Chapter 11 Step 3. Model validation
Now that we have our model, we must verify that the model follows all the basic assumptions:
- 1. Check the homogeneity of the variance:
- Plot predicted values vs residual values
- 2. Check the independence of the model residuals:
- Plot residuals vs each covariate of the model
- Plot residuals vs each covariate not included in the model
- 3. Check the normality of the model residuals:
- Histogram of residuals
11.1 1. Check the homogeneity of the variance
In order to check the homgeneity of the variance, we can plot predicted values vs residual values.
Homogeneous dispersion of the residuals means that the assumption is respected.
Now let’s look at our data, is the dispersion homogenous?
# Plot predicted values vs residual values
par(mar = c(4, 4, 0.5, 0.5))
plot(resid(M8) ~ fitted(M8), xlab = "Predicted values", ylab = "Normalized residuals")
abline(h = 0, lty = 2)
# Homogeneous dispersion of the residuals means that the
# assumption is respected.
Yes! Homogeneous dispersion of the residuals means that the assumption is respected.
11.2 2. Check the independence of the model residuals with each covariate
In order to check the independence of the model residuals with each covariate we will (1) plot residuals vs each covariate of the model and (2) plot residuals vs each covariate not included in the model.
Let’s start by (1) plotting the residuals vs each covariate of the model.
# In order to check the independence of the model residuals
# we need to plot residuals vs each covariate of the model
par(mfrow = c(1, 3), mar = c(4, 4, 0.5, 0.5))
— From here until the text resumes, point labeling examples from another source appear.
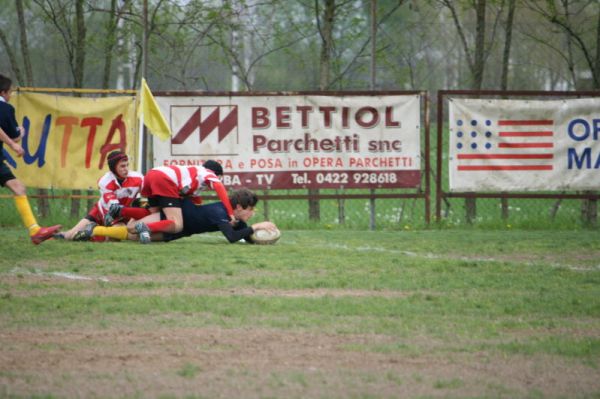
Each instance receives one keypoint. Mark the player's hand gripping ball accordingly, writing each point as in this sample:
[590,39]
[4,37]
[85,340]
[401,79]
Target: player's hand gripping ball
[266,237]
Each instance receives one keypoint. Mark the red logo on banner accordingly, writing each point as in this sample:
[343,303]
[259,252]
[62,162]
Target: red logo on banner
[207,122]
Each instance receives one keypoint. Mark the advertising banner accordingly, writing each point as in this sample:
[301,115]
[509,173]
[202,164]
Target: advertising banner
[297,141]
[67,138]
[523,145]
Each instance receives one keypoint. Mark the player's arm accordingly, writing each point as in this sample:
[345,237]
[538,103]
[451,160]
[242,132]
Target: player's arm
[12,142]
[221,191]
[107,193]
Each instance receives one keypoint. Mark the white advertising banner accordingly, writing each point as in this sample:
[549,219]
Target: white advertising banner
[521,145]
[297,141]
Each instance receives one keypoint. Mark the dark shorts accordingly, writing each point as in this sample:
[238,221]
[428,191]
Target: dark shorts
[5,174]
[164,202]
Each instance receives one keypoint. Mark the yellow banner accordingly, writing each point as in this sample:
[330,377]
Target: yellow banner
[67,138]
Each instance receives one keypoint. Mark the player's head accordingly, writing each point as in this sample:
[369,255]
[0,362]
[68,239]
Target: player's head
[214,166]
[243,202]
[5,86]
[118,163]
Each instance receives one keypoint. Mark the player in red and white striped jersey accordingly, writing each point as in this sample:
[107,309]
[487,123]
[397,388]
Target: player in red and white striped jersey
[166,186]
[118,186]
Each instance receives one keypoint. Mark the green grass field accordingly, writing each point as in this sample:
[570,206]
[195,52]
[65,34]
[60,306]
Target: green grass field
[321,314]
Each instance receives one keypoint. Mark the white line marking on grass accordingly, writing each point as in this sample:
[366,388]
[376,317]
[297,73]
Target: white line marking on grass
[462,258]
[67,275]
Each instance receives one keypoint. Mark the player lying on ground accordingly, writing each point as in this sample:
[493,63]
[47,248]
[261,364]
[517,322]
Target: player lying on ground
[11,133]
[198,219]
[166,187]
[118,187]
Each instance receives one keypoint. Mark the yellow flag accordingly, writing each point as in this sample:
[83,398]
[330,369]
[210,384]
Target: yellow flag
[149,110]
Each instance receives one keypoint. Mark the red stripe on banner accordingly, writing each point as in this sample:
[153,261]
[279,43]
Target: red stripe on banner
[526,134]
[474,168]
[505,156]
[528,122]
[526,145]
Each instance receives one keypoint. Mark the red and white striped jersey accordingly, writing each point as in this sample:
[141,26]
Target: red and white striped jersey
[111,192]
[190,180]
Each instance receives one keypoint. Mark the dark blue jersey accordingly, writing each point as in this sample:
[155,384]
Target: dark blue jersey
[198,219]
[8,123]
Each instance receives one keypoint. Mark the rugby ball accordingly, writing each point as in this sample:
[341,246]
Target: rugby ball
[266,237]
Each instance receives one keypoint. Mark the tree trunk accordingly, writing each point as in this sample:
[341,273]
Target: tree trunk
[507,44]
[326,34]
[479,63]
[42,200]
[78,74]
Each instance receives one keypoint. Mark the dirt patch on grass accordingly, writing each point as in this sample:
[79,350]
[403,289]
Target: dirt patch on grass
[254,363]
[89,288]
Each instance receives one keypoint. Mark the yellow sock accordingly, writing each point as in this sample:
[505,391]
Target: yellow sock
[116,232]
[26,214]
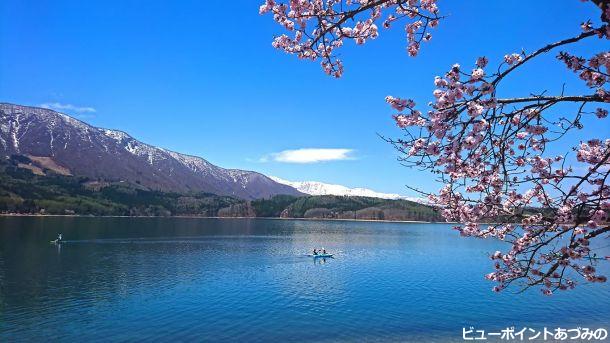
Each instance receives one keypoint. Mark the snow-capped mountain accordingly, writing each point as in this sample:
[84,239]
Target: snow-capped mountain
[320,188]
[110,155]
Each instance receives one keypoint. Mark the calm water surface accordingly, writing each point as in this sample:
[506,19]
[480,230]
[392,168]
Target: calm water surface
[135,279]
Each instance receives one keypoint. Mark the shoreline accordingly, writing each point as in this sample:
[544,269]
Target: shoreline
[202,217]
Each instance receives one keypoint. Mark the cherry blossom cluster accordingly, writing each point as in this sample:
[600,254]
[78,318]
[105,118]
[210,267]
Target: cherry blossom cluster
[491,154]
[318,27]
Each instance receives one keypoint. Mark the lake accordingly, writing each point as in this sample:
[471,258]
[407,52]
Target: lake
[192,279]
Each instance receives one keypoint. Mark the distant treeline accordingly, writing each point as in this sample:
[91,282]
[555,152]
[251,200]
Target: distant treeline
[27,190]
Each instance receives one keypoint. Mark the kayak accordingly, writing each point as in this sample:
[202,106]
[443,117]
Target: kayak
[320,255]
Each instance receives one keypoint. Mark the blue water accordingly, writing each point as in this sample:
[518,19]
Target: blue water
[181,279]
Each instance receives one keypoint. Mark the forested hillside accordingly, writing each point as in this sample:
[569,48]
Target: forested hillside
[30,187]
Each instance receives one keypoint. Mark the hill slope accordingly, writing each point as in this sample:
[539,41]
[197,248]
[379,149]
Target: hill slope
[83,150]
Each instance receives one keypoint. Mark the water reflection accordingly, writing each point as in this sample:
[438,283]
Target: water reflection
[216,280]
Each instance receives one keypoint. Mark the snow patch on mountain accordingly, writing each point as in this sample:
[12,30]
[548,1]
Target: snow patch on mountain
[320,188]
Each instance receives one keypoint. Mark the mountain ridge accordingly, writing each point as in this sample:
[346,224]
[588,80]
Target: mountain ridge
[321,188]
[109,154]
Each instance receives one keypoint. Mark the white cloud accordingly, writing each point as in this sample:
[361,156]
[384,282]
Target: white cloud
[67,107]
[307,155]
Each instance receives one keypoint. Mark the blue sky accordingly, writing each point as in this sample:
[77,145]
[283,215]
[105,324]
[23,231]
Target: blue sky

plot(resid(M8) ~ fish.data$Z_Length, xlab = "Length", ylab = "Normalized residuals")
abline(h = 0, lty = 2)
boxplot(resid(M8) ~ Fish_Species, data = fish.data, xlab = "Species",
ylab = "Normalized residuals")
abline(h = 0, lty = 2)
boxplot(resid(M8) ~ Lake, data = fish.data, xlab = "Lakes", ylab = "Normalized residuals")
abline(h = 0, lty = 2)
# Homogeneous dispersion of the residuals around 0 means no
# pattern of residuals depending on the variable, therefore
# the assumption is respected! Note: The clusters are due
# to the data structure, where fish of only 5 size classes
# (large, small, and three groups in between) were
# captured.
Homogeneous dispersion of the residuals around 0 means no pattern of residuals depending on the variable, therefore the assumption is respected!
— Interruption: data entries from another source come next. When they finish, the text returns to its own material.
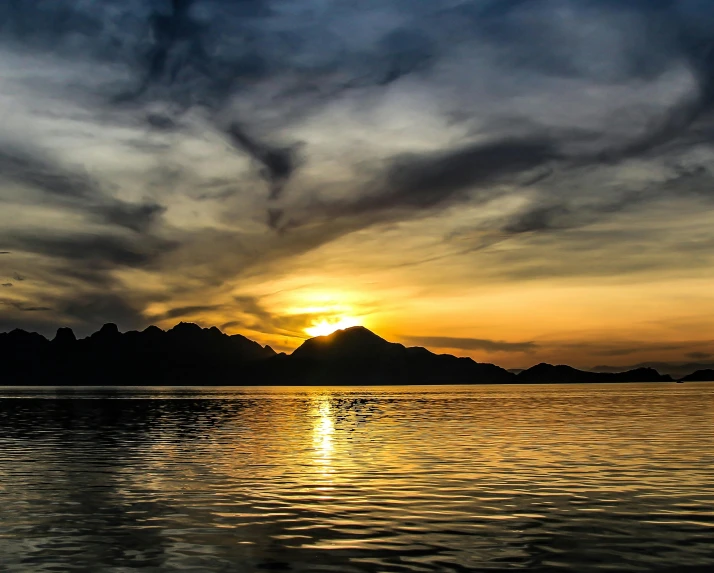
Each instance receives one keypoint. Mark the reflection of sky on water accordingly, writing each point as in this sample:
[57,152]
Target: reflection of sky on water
[430,479]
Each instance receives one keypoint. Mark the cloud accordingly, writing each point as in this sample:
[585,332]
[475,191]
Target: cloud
[102,251]
[22,307]
[73,188]
[471,344]
[183,311]
[138,132]
[699,355]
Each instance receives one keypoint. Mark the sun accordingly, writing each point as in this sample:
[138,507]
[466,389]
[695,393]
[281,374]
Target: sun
[325,326]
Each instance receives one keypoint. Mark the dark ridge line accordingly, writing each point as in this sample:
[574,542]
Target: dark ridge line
[188,354]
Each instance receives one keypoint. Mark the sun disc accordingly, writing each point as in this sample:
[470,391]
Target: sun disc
[325,327]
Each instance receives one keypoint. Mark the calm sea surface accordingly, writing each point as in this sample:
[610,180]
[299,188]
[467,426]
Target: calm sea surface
[537,478]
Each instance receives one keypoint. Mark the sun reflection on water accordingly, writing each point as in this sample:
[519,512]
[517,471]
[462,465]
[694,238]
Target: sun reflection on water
[323,432]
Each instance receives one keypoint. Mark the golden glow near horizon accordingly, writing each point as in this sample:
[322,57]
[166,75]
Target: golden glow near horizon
[328,326]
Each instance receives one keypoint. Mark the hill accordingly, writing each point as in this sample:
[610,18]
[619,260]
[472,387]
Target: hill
[190,355]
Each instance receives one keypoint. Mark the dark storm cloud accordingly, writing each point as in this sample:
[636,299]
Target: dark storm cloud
[100,251]
[183,311]
[91,308]
[471,344]
[22,307]
[278,163]
[73,188]
[252,69]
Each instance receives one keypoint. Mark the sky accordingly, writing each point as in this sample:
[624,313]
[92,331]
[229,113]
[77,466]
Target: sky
[514,180]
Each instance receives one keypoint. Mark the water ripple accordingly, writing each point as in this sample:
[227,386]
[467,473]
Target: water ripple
[448,479]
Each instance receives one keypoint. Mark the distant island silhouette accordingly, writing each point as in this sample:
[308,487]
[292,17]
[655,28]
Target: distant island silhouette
[188,354]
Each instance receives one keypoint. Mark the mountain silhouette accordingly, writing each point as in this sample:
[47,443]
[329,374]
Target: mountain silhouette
[561,374]
[188,354]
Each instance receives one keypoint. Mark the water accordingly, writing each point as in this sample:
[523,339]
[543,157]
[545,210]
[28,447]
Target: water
[538,478]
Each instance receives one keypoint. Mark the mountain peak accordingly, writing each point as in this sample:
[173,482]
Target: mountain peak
[353,341]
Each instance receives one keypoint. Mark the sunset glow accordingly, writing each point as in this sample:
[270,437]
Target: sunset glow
[325,327]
Note: The clusters are due to the data structure, where fish of only 5 size classes (large, small, and three groups in between) were captured.
Now, we should (2) plot residuals vs each covariate not included in the model.
If you observe patterns in these plots, you will know that there is variation in your dataset that could be explained by these covariates and you should consider including them in your model. However because we have included all the measured variables in our model, we can not do this step with our data.
11.3 3. Check the normality of the model residuals
Now we will check the normality of the model residuals as residuals following a normal distribution indicate that the model is not biased.
# Check the normality of the model residuals as residuals
# following a normal distribution indicate that the model
# is not biased.
hist(resid(M8))
# The residuals are normal! This means our model is not
# biased.
The residuals are normal! This means our model is not biased.